Basically, the desired increasing of the particle size can be achieved in various ways. In addition to so-called "wet" processes, in which the particle-size increase is achieved by condensation of water vapour from a supersaturated atmosphere, agglomeration techniques, which are referred to as "dry" processes and in which the desired agglomeration is provided by a collision of the particles in a fluid phase, are also known. Accordingly, a prerequisite for this so-called direct agglomeration is that the individual particles in the fluid phase have a relative velocity amongst one another. This relative velocity can be provided by means of thermal and turbulent diffusion or by a particle movement induced by force fields. The force fields include, in particular, gravitational fields, centrifugal fields, sound fields or electric fields. The advantage of an electrically induced agglomeration, i.e. the production of relative velocities of the particles by means of an electric field, lies in the energy requirement which is considerably lower, for example in comparison to sound fields, in particular in the range of relatively small and smallest particles, where electric forces continue to exert a considerable influence on particle movements, while having a low energy requirement.
Electrostatic filters, in which a particle-loaded flow of gas, which is to be cleaned, is divided up into two component gas flows, which are spatially separated from each other, are known from DE 37 37 343 Al and U.S. Pat. No. 3,826,063. Each component gas flow is charged unipolarly in the usual manner by at least one pair of electrodes. After the unipolar charging of the component gas flows, they are again brought together.
An electrostatic filter which comprises ionization electrodes and precipitation electrodes is known from DE OS 1 407 534 for the precipitation of particles from flows of gas. The ionization electrodes are designed as needle-shaped electrodes which are arranged opposite each other, while in each case two oppositely disposed ionization electrodes project into a hollow body which serves as the precipitation electrode. The desired precipitation of the particles is achieved due to a potential difference between the ionization electrodes and the precipitation electrode associated therewith, i.e. also in this arrangement, a unipolar charging of the particles takes place.
A process and an apparatus for the separation of solid or liquid particles from a flow of gas by means of an electric field are known from U.S. Pat. No. 4,734,105. In this regard, the particle-loaded gas flow is directed through a flow duct in which a plurality of planar flat or planar curved electrode pairs are arranged. At least the main electrodes are provided with needle-shaped extensions which project into the flow duct and have spherical or semi-spherical tips, at which a corona discharge and, thus, an ionization of gas molecules take place, once an electric field has been applied. In this regard, the spherical or semi-spherical tips of the needle-shaped electrode extensions have a diameter which is greater than the diameter of the shank of the needle. It is intended, by means of two secondary electrodes which are designed, for example, to be lattice-shaped, to ensure that the region in which the gas is ionized is separated in the radial direction from that region of the flow duct in which the particles, which are charged with the aid of the gas ions, collide. It is intended, in this manner, to permit the application of an intense electric field, which is intended to provide the solution to the problem set out in U.S. Pat. No. 4,734,105, namely to reduce, to a substantial extent, the path required in the direction of flow for the precipitation of the particles. Accordingly, the apparatus described in U.S. Pat. No. 4,734,105 is a further development of an electrostatic filter.

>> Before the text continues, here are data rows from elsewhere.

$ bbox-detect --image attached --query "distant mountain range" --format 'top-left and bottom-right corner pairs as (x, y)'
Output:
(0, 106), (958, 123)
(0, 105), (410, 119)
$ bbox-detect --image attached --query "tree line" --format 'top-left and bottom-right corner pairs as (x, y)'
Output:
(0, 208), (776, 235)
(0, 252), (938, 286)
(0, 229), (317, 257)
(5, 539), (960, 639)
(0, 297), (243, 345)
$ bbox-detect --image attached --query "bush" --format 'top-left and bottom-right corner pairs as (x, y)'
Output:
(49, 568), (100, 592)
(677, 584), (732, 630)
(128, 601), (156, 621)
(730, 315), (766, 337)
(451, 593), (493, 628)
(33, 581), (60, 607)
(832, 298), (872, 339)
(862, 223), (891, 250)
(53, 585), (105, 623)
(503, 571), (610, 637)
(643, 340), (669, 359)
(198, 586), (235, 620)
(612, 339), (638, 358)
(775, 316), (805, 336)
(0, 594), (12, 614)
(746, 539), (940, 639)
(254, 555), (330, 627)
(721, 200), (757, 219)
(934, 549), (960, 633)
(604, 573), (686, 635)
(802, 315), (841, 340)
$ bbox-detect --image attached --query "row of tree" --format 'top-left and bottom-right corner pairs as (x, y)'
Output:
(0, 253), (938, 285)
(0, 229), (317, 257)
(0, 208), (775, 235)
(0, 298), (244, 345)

Accordingly, the basic concept of increasing the rate of collision of particles which are present in a flow of gas by applying an electric field, is known. It has, however, heretofore not been possible, with the aid of known methods of charging particles, to influence the electrically induced agglomeration of particles in a controlled manner such that agglomerates having specific properties with regard to concentration, structure or dimension are obtained.
It is thus an object of the present invention to provide a process and an apparatus for the in situ generation of agglomerate structures and the controlled influencing of the resulting agglomerates.